I wonder will my trials be less if I do not pray for these things? But how can I not, I truly want those things. Is my son's decision a trial to push me closer to the Lord? Or is it because I treated my parents so badly during my teenage years? Is this the "sins of the mother" revisiting me? Or my Savior drawing me close. I'm not sure , but it has all worn me out.
I would like to take a mothering sabbatical. Or maybe not. I don't know what I need. Maybe just a good cry. I am on the verge now, but there are dishes to do and children to feed and I went on a baking frenzy today after learning of this decision by my child. Why? I bake to show my family I love them.

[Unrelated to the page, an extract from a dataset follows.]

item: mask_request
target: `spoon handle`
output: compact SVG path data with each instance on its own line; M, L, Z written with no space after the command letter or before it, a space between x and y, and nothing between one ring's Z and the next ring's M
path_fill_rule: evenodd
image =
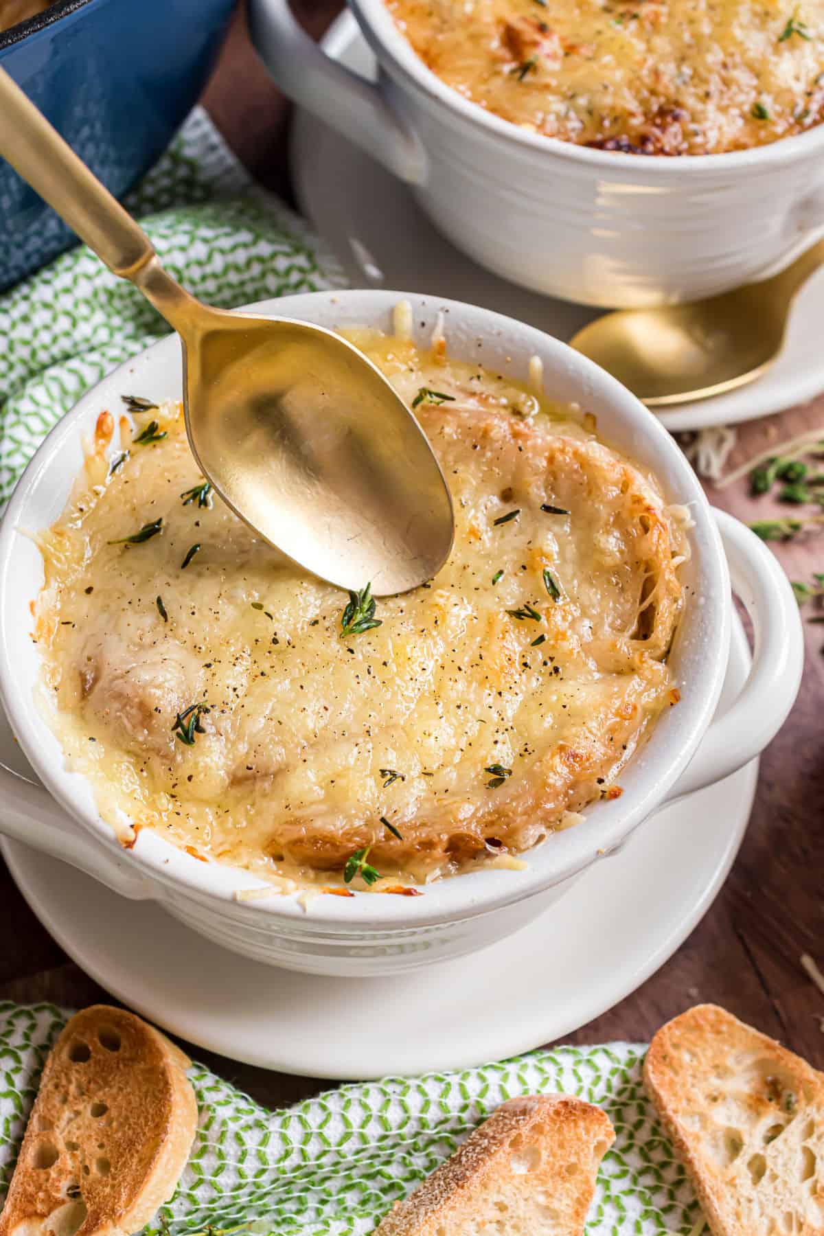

But oatmeal chocolate chip cookies and 2 loaves of zucchini bread are not helping. Sophie refused to eat her dinner I so lovingly made in my new crockpot. I just finally gave up after listening to her cry for 20 minutes. My rule is no eating till the next meal if you don't eat your dinner. But I am to weary to enforce it tonight.
Why do some children keep reading their Bibles and clinging to what they are taught and other don't? I would really like to know. These teenage years have really thrown me for a loop. I never imagined it would be so hard. My mom never told me raising kids would be so heartbreaking.
I know its hard but trust God. He gave those children to you and he will keep them under his care. Lean on him for the answers. He loves you very much and He promises Joy will come in the morning. I will be praying for you. I raised four children and I know God will see you through.
ReplyDeleteAs the mom, his choices are not about you. Keep loving, keep guiding, and be open to mentor when opportunity knocks...they may not do as we say, but they listen (tucking away truth for a day when they are ready to hear it), and most of all, when the hard times hit, it is mom that seems to be there most to pick up the pieces...much like God does for us, don't ya think?